Et là, on est entre les deux.

B.M. Sur les 10 dernières années, notre chiffre d'affaires est en croissance, mais ce n'est pas une croissance aussi spectaculaire que dans les golden sixties. Nous ne pouvons pas augmenter nos effectifs de 10% chaque année. Nous gérons la croissance avec des effectifs et des heures facturables assez stables, parce que nous devenons plus efficients : nous utilisons plus de technologie, d'automatisation et d'externalisation des tâches, afin de fournir un bon résultat à nos clients pour un prix " efficace ".

Avez-vous vu évoluer la pression sur les prix au fil de votre carrière ?

J.-P.D.B. Non, on fixait les tarifs en fonction de l'expérience et de l'ancienneté des avocats. On se penchait une fois par an sur les taux, et on les faisait évoluer, je l'avoue, un peu " à pouf ". Il n'y avait pas de grande décision stratégique sur le sujet. Nos clients acceptaient les taux, qui étaient produits de manière très transparente au début de la relation.

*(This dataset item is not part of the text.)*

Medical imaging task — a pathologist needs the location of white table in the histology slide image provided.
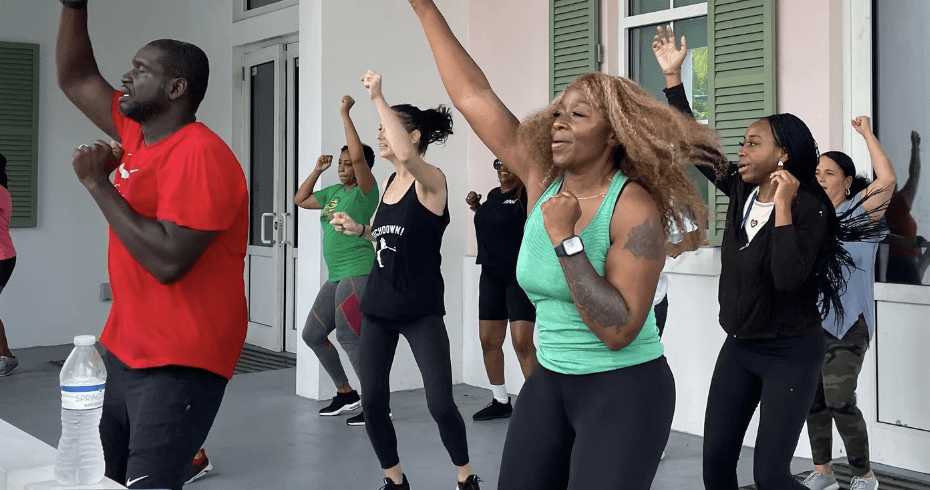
[0,420,126,490]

B.M. Aujourd'hui, nous avons beaucoup de discussions en amont sur notre travail et notre rémunération. Nous essayons d'éviter les surprises. Il y a 10 ans, on fixait ces tarifs via des fichiers Excel, avec des modèles assez simples. Aujourd'hui, nous utilisons une intelligence artificielle, qui apprend des dossiers précédents, sans intervention humaine, et qui prédit le coût d'un dossier. Je suis étonné de la précision à laquelle on arrive en matière de tarification, grâce à cet outil.

Quelles autres technologies utilisez-vous aujourd'hui chez Linklaters ?

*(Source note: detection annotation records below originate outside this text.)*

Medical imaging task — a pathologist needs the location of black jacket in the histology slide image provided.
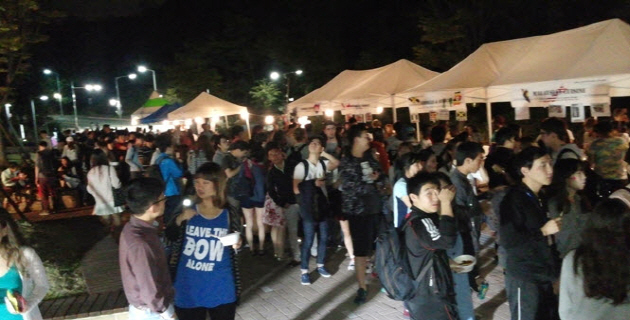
[484,147,514,189]
[405,207,457,297]
[499,184,560,283]
[266,161,295,207]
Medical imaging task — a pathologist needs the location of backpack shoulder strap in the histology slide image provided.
[319,158,326,174]
[301,160,309,182]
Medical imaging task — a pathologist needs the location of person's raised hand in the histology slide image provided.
[540,217,562,236]
[438,185,455,203]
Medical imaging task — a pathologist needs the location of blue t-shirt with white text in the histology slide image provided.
[175,209,236,308]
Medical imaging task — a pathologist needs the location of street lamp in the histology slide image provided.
[138,66,157,91]
[269,69,303,107]
[115,73,138,118]
[4,103,13,120]
[30,96,48,143]
[70,82,103,129]
[43,69,63,116]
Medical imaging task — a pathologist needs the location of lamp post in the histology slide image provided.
[115,73,138,118]
[70,82,103,130]
[43,69,63,116]
[269,69,303,107]
[138,66,157,91]
[30,96,48,143]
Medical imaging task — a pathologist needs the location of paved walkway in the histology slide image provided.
[236,231,510,320]
[76,229,509,320]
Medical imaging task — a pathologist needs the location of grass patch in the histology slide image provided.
[19,216,106,299]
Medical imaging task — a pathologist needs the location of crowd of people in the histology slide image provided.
[0,113,630,320]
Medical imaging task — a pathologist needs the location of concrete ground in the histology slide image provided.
[82,229,509,320]
[236,231,510,320]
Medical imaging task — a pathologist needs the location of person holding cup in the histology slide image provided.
[174,162,241,320]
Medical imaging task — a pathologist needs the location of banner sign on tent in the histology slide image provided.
[514,107,529,120]
[512,79,610,108]
[591,103,610,117]
[571,103,584,122]
[437,109,451,121]
[549,106,566,118]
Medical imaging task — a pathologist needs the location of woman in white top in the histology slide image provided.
[0,210,49,320]
[559,198,630,320]
[87,149,123,227]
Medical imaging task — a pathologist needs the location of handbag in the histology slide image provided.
[107,166,125,207]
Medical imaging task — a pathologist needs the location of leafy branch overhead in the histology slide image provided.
[249,79,282,111]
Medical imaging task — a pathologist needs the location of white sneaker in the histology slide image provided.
[348,259,354,271]
[365,260,372,274]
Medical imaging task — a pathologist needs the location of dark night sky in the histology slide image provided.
[21,0,628,115]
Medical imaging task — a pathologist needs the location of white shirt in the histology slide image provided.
[293,159,329,180]
[293,159,330,196]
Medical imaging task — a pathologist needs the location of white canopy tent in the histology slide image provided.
[404,19,630,140]
[168,92,251,137]
[288,59,438,119]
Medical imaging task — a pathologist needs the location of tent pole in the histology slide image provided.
[245,114,252,140]
[390,94,398,123]
[486,100,492,145]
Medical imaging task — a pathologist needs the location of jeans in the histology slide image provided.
[505,270,559,320]
[284,204,300,261]
[300,219,328,270]
[175,302,236,320]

B.M. Nous avons une équipe globale composée d'une centaine de juristes et d'autres collaborateurs qui planchent sur des projets liés à la technologie. Nous développons en interne des logiciels pour la lecture de contrats. Nous avons également mis sur pied un outil qui crée en quelques minutes deux versions d'un seul document, une version confidentielle et une version non confidentielle. Ce sont des petites innovations, mais qui font la différence.

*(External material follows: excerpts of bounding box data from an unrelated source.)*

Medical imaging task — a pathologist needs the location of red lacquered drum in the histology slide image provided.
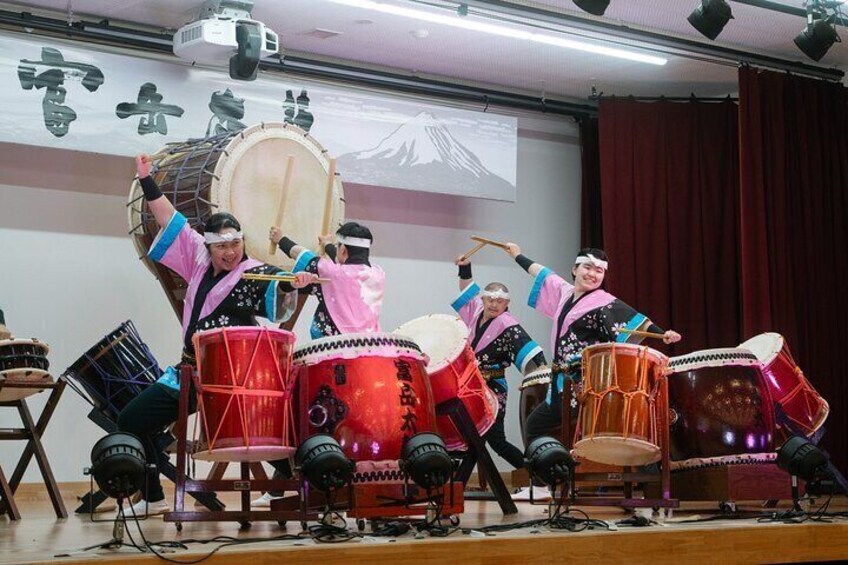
[668,348,774,463]
[739,332,830,437]
[193,327,297,461]
[574,343,668,465]
[294,333,436,461]
[394,314,498,451]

Ces logiciels vont-ils remplacer les avocats ?

Jean-Pierre De Bandt © BELGAIMAGE (CHRISTOPHE KETELS)

B.M. Oui et non. Ces logiciels remplacent des heures auparavant facturées par des avocats. Mais la technologie ne va pas remplacer le conseil stratégique, la négociation d'un contrat, la rédaction d'une plaidoirie devant le tribunal, etc. Il est vrai que, pour des litiges de masse, nous avons un outil qui crée automatiquement un premier projet de plaidoirie. Mais globalement, ce sont les tâches répétitives qui sont remplacées. Je vais vous donner un autre exemple. Nous assurons beaucoup de traductions de textes juridiques. Mais il y a plusieurs manières de faire une traduction. On peut faire appel à un avocat. C'est très cher. On peut automatiser. C'est très rapide et ça devient assez bon. On peut aussi faire appel à un traducteur externe. Pour chaque cas, il faut choisir la solution la plus adaptée.

Les legaltechs, ces start-up du droit qui développent des logiciels d'automatisation, représentent-elles une nouvelle concurrence ?

B.M. Ce sont plutôt des sources d'efficacité. Il y a un effet de substitution à la marge : leurs technologies nous permettent de passer moins d'heures sur certains dossiers. Mais les legaltechs ne remplacent pas nos produits : elles nous permettent de fournir plus efficacement nos produits. Chaque année, je vois six ou sept représentants de legaltechs. Nos clients exigent que nous ayons la connaissance de ce marché.

La technologie fera-t-elle la différence à l'avenir dans la concurrence que se font les grands cabinets ?

B.M. Cela va surtout faire une différence avec les plus petites structures qui ne pourront pas se permettre de réaliser ce type d'investissements.

Comment voyez-vous Linklaters dans 50 ans ?

J.-P.D.B. Je ne suis pas futurologue. Mais je sais que la profession d'avocat est l'une des plus anciennes au monde. ( rires) Donc j'imagine que le cabinet sera toujours là dans 50 ans. Indiscutablement, la technologie aura emporté énormément de choses. Les gens ne se rendent pas compte de la quantité de travail anodin, répétitif et inutile qu'effectue l'avocat. Si tout cela pouvait se transformer en digitalisation, ce serait un bonheur.

B.M. La demande de conseil juridique ne va pas diminuer. Dans 50 ans, notre infrastructure sera différente, et nos équipes seront plus diversifiées, mais nous presterons les mêmes services.